Négocier a-t-il encore un sens? Le roi des Belges Albert II devra le dire ce lundi, lorsqu’il recevra l’actuel «conciliateur» Johan Vande Lanotte, dont la note sur une future réforme de l’Etat fédéral a été rejetée la semaine passée par les deux principaux partis de Flandre. Symbole de l’exaspération: plusieurs patrons importants du pays ont dénoncé ce week-end l’absence de solutions, après plus de 210 jours sans qu’un nouveau gouvernement puisse être nommé suite aux élections de juin 2010. Le milliardaire Albert Frère, très influent, s’est dit «atterré par cette situation chaotique».

En tant que «conciliateur», le leader socialiste flamand Johan Vande Lanotte devait ramener à la table des négociations les deux grands camps opposés sortis vainqueurs des urnes: au nord néerlandophone, le bloc nationaliste-conservateur constitué par la NVA (la Nouvelle Alliance flamande) de Bart de Wever et le CDV (chrétiens-sociaux) de l’actuel premier ministre Yves Leterme, en «affaires courantes» depuis juin 2010; au sud francophone, le parti socialiste d’Elio di Rupo soutenu par les chrétiens humanistes (CDH) et les Verts.

Que faire?

Un accord sur la «note» Vande Lanotte aurait permis de reprendre les discussions directes entre partis. D’abord sur un accord de coalition. Puis pour doter enfin la Belgique d’un nouveau gouvernement. Las. Ses propositions, présentées le 3 janvier, ont en partie été rejetées par le tandem NVA-CDV. Ces deux partis n’ont pas claqué la porte.
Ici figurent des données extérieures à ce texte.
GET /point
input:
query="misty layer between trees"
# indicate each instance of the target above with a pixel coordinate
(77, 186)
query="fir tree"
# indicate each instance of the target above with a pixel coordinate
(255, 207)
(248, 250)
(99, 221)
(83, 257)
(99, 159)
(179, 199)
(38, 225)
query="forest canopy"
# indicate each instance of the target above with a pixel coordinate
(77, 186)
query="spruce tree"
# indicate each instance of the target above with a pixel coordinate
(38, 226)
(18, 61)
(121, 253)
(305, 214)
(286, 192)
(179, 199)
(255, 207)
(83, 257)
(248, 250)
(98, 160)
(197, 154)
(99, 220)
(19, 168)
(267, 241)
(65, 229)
Mais ils ont fait part d’«objections fondamentales» rendant difficile tout accord avec les francophones qui, eux, se sont dans l’ensemble déclarés partants pour reprendre les pourparlers.

La décentralisation nettement plus prononcée du Royaume envisagée par Johan Vande Lanotte – près d’un quart de l’impôt sur les personnes physiques irait aux trois régions: Flandre, Wallonie et Bruxelles-Capitale; la scission de la périphérie bilingue de Bruxelles (revendication symbole des nationalistes flamands ulcérés à l’idée de reconnaître des droits spécifiques aux francophones vivant en Flandre) serait aussi actée – n’est pas jugée suffisante par le bloc emmené par Bart de Wever, demandeur d’une réforme de l’Etat fédéral plus drastique et d’une partition financière et politique encore plus grande.
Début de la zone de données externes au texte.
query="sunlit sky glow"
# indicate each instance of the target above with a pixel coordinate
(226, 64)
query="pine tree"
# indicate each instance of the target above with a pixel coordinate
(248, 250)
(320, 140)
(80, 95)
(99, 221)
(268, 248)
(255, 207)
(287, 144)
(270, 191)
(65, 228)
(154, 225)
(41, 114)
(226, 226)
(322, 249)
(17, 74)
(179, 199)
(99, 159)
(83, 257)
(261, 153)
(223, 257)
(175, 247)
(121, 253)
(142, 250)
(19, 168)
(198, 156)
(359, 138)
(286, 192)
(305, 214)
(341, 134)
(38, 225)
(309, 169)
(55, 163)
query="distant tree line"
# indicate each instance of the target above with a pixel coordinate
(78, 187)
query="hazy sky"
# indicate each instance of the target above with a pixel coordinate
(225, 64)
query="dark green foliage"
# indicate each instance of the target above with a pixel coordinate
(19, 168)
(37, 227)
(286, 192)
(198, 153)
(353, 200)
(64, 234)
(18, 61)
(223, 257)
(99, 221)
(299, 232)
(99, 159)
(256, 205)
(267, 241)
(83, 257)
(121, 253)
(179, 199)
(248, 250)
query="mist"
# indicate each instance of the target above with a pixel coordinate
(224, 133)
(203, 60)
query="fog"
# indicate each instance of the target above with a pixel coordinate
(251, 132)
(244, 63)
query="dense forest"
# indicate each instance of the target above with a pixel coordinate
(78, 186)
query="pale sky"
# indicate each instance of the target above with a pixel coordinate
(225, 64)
Que faire dès lors? Les experts sont partagés. Les uns notent que le CDV et la NVA n’ont pas dit un «non» catégorique et se retrouvent obligés de produire un texte alternatif. Les autres, de plus en plus nombreux, n’y croient plus et s’attendent à ce que le «conciliateur» jette l’éponge ce lundi lorsqu’il rencontrera Albert II. Mais tous sont d’accord pour dire que rien ne pourra bouger si les partis flamands hostiles au compromis ne clarifient pas leur position. Soit ils confirment leur attachement à la Belgique pour rendre possible un ultime tour de piste. Soit ils laissent planer le doute et lorgnent vers de nouvelles élections. Les francophones n’auraient alors aucun intérêt à faire davantage de concessions.

Cynisme nationaliste

Et la Belgique? Après plus de 200 jours de gouvernement en affaires courantes, celle-ci est plus tétanisée que révoltée. Les manifestations, belgicaines ou indépendantistes, sont inexistantes. L’appétit populaire pour un nouveau scrutin n’est pas au rendez-vous. Le risque de voir l’économie belge se détériorer et les ménages payer le prix de ce chaos est palpable, des deux côtés de la frontière linguistique.
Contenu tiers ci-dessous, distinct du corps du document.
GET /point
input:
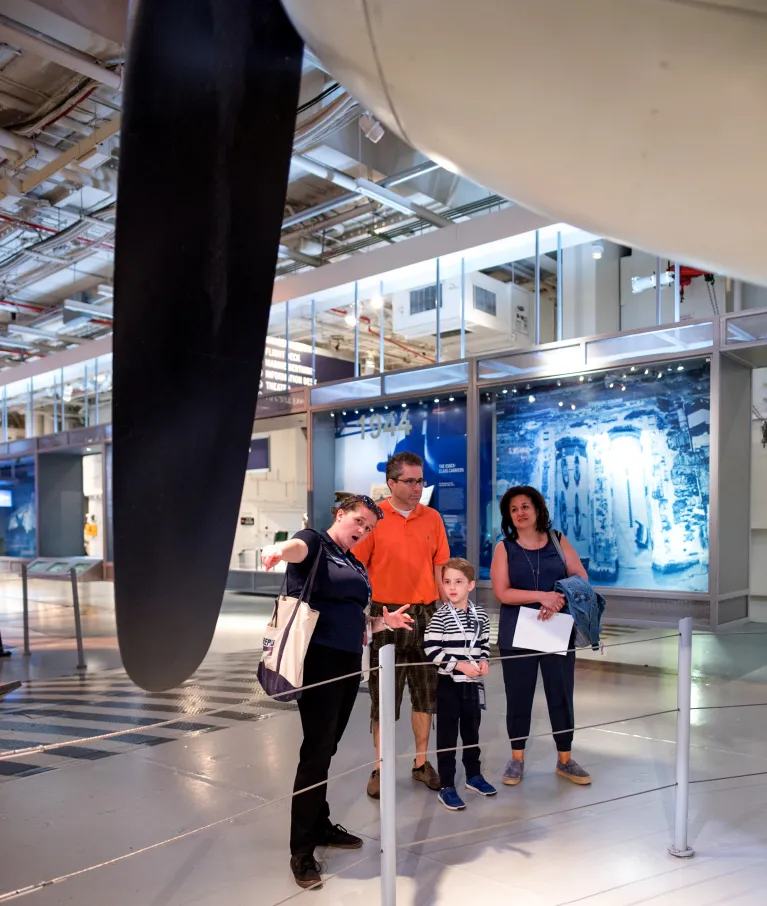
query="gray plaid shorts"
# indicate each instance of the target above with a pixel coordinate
(421, 680)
Les six mois de présidence belge de l’Union européenne – plutôt réussie – qui se sont achevés le 31 décembre, ont permis aux politiciens les plus intransigeants de camper sur leurs positions. A preuve, le leader de la NVA Bart de Wever s’est rué la semaine dernière, après avoir rejeté le compromis, à la télévision… pour participer de nouveau au jeu télévisé «L’homme le plus intelligent du monde» qui l’a rendu célèbre. Manière de cultiver sa popularité plus que de réaffirmer sa foi dans le Royaume.

La semaine qui commence ne sera sûrement pas décisive. Mais celle qui précède a démontré le cynisme des nationalistes flamands partisans de longue date de laisser la Belgique «se dissoudre d’elle-même»: plus le gouvernement en «affaires courantes» dure et sauve la face, moins ils se sentent obligés de négocier.